Publié dans Arrêt sur une oeuvre

Un monstre est là, derrière la porte – Gaëlle Bélem

Couverture Un monstre est là, derrière la porte

Tout commença un soir de 1981 lorsque dans la ville de Sainte Marie, au Nord de l’île, deux jeunes gens eurent le malheur de se rencontrer. Tandis qu’au-dehors la fête battait son plein, à l’arrière d’un restaurant un cuisinier retirait sa veste et la toque blanche qu’il portait depuis le matin.
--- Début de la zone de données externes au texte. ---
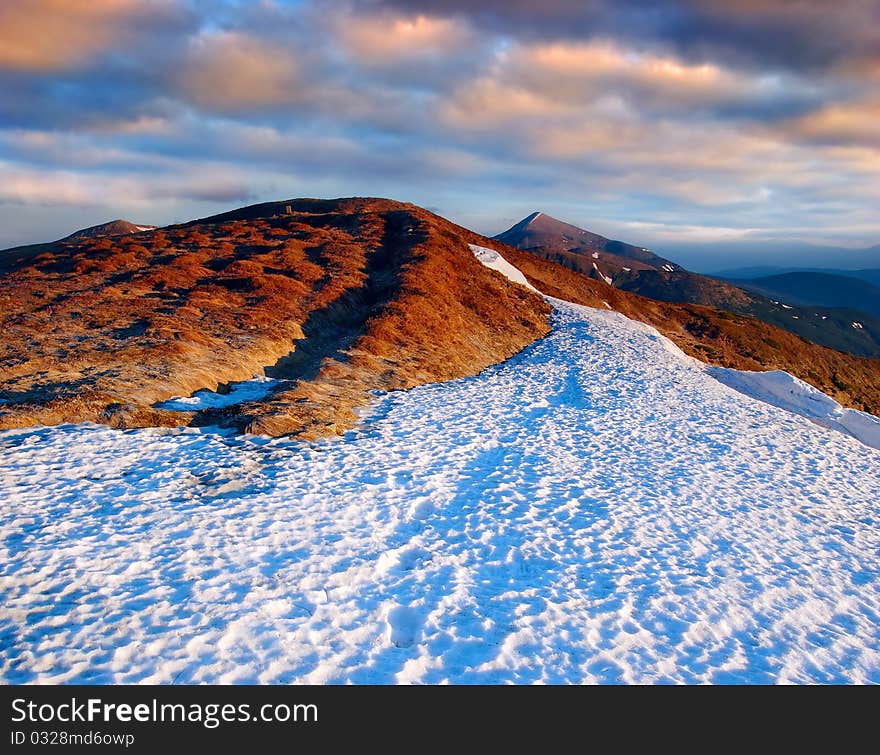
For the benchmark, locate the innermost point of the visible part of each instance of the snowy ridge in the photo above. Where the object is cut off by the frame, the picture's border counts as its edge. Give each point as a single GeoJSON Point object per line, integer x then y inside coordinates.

Les Dessaintes forment l’une des familles les plus célèbres de La Réunion. Ils sont ambitieux, courageux et un brin fantaisistes. Mais, de l’avis du voisinage, des psychiatres et de la police, ils sont juste cinglés. Tout aussi barjos qu’ils soient, ils mettent au monde une fille. Une petite teigne qui compte bien devenir quelqu’un. C’est cette histoire familiale poignante au cœur de La Réunion des années 1980 qui est ici racontée.

La lectrice, le lecteur y trouveront du rythme, un ton vif, décalé, et, surtout, un humour décapant. Ils sont priés d’ouvrir la porte pour voir bondir le monstre. Des surprises, sans nul regret !

— C’est comme ça, un point c’est tout !
Alors que les parents se perdent d’ordinaire en circonlocutions pour expliquer à leur progéniture les grands mystères de la vie et le pourquoi du comment, les Dessaintes ont toujours fait preuve d’une incomparable avarice en matière d’explication et d’argumentation rationnelle.
Bien sûr, ils attachaient une certaine importance au fait de nourrir, habiller et coiffer l’unique enfant qu’ils avaient mis au monde, mais jamais, absolument jamais, ils ne forcèrent le zèle jusqu’à l’instruire, pire, l’éduquer.

Cet unique enfant est la narratrice. Elle dresse le portrait de parents aux comportements très étranges, à la limite de la folie.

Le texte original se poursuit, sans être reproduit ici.